Signals pertaining to transcriptional activation are transferred from enhancers found in intergenic loci to genes in the form of transcription factors, cofactors, and various transcriptional machinery such as RNA Pol II. How and where this information is transmitted to and from is central for decoding the regulatory landscape of any gene and identifying enhancers. Esearch3D is an unsupervised algorithm designed to predict enhancer regions from 3C data. It works by reverse engineering the flow of regulatory information from enhancers to genes. Using this approach we were able to identify intergenic regulatory enhancers using solely gene expression and 3D genomic data.

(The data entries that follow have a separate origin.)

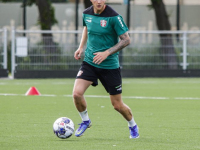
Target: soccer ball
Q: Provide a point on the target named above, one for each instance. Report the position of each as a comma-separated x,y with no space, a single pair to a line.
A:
63,127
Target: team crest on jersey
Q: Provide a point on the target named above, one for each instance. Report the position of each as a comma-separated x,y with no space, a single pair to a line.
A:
103,23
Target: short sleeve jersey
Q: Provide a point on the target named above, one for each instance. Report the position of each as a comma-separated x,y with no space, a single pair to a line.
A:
103,33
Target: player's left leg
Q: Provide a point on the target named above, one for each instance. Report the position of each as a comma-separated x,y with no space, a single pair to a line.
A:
125,111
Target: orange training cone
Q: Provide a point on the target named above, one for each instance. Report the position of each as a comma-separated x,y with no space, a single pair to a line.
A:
32,91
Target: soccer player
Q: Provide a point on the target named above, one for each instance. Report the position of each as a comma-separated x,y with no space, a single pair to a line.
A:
102,28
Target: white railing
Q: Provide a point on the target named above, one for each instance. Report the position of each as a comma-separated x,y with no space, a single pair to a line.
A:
53,50
3,48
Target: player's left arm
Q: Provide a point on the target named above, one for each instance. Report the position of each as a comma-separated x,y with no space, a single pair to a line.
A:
101,56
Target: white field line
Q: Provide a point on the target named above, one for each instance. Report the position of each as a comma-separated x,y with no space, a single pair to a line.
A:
102,96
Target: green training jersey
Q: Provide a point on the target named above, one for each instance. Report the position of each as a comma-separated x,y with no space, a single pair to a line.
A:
103,33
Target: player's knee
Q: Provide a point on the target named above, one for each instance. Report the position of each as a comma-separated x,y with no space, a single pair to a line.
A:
117,107
76,95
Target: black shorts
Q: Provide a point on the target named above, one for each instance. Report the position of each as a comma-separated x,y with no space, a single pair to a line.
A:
110,78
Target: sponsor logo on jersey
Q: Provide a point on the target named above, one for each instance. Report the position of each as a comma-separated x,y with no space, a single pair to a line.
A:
103,23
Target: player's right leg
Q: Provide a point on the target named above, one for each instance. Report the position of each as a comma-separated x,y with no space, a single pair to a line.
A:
80,87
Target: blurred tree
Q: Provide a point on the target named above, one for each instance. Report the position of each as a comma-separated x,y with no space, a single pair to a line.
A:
87,3
162,21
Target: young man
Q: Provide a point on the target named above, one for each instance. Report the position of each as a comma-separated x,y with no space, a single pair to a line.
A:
102,27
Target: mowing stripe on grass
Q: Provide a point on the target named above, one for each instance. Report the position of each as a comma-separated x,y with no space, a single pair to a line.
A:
103,96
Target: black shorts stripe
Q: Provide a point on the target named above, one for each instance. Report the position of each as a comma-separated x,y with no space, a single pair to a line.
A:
110,78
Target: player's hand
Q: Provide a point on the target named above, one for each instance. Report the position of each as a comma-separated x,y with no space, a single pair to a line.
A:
77,54
100,56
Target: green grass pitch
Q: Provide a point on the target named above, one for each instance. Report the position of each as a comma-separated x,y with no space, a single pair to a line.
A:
167,111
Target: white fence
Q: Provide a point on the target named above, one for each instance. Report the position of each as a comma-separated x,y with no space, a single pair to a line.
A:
3,48
150,50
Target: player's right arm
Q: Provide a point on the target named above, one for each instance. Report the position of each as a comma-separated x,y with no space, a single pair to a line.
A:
79,51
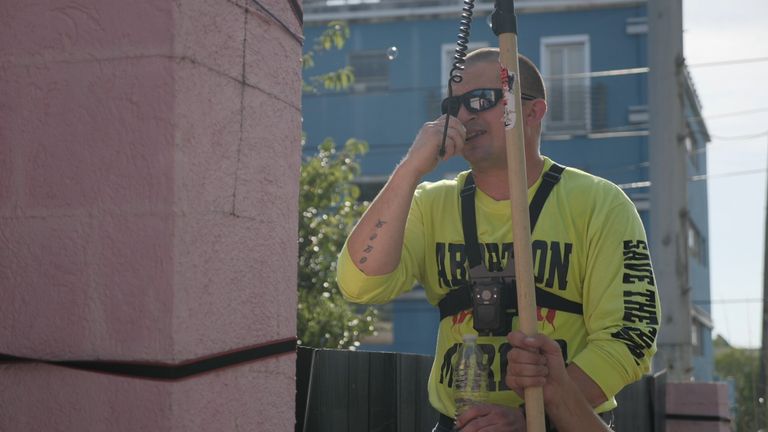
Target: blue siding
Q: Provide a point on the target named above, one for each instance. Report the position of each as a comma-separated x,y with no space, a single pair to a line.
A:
389,120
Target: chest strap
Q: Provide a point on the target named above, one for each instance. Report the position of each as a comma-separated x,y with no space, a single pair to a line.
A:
460,299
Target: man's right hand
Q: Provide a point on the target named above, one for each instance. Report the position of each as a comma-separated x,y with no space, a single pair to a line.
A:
424,153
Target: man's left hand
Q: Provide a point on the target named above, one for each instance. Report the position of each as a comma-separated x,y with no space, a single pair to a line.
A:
490,418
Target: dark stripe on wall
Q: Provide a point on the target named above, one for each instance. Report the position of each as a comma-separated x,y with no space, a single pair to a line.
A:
170,372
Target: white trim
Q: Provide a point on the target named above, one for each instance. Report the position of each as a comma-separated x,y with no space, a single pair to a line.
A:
642,204
636,25
563,40
521,7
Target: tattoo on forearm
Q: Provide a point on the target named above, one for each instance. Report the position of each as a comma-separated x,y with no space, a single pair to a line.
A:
369,247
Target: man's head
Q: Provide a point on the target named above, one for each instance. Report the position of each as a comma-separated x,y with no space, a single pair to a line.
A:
482,116
531,82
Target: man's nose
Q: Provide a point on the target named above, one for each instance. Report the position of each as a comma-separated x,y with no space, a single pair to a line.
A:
464,115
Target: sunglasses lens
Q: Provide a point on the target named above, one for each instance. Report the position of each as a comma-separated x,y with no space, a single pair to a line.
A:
450,106
481,100
474,101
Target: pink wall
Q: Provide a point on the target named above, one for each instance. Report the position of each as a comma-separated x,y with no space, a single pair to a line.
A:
149,161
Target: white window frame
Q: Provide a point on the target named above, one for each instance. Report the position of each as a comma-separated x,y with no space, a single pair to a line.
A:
583,39
446,61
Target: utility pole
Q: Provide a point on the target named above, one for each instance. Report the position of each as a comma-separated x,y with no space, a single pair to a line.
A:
762,385
669,177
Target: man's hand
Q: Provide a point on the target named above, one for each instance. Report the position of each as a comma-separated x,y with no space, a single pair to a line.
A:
491,418
423,155
536,361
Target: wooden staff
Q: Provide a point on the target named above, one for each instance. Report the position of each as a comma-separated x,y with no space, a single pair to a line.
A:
504,23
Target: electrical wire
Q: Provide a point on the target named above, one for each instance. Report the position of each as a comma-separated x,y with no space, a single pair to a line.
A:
730,62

Esearch3D models chromosome conformation capture (3C) data as chromatin interaction network (CIN) and then exploits graph-theory algorithms to integrate RNA-seq data to calculate an imputed activity score (IAS) for intergenic regions. We also provide a visualisation tool to allow an easy interpretation of the results.
- It uses the expression levels of genes and a chromatin interaction network to impute the activity score of enhancers represented as nodes
- It reverse engineers the flow of regulatory information modeled by enhancers that act to increase the rate of transcription of their target genes
- It leverages the relationship between the 3D organisation of chromatin and global gene expression
- It represents a novel enhancer associated feature that can be used to predict enhancers
- It provides a graphical user interface to interact with the network composed by genes, enhancers and intergenic loci associated to their imputed activity score
- It includes a parallelised version of a network-based algorithm called random walk with restart that works on sparse matrices to reduce the system usage
Maninder Heer*, Luca Giudice*, Claudia Mengoni, Rosalba Giugno^, and Daniel Rico^. Esearch3D: Propagating gene expression in chromatin networks to illuminate active enhancers
*equal contribution ^co-senior authors
Esearch3D is available on R, you can install it with:
install.packages("devtools")
install.packages("htmltools", version="0.5.2", type="source")
devtools::install_github(
repo="InfOmics/Esearch3D",
ref = "main",
dependencies = "Depends",
upgrade = "always",
quiet = T
# type = "binary" # usable only in Windows OS
)
The following vignettes are available:
- Vignette for IAS score computation on mouse embryonic stem cells (mESCs) DNaseI capture Hi-C dataset
- Vignette for IAS score computation and enhancer classification on mouse embryonic stem cells (mESCs) DNaseI capture Hi-C dataset
- Enhancers are localised to genes in 3D space and can influence the regulation of promoters directly and indirectly.
- 3C can capture chromatin interactions but only in a pairwise manner.
- Representation of chromatin fragments as nodes in a network and their interactions as edges preserves the global structure of interacting chromatin.
Schematic diagram of the network propagation used to impute activity values at intergenic nodes:
- A. Genes are mapped to nodes representing genic chromatin fragments. Each gene has an associated gene activity value determined by RNA-seq data.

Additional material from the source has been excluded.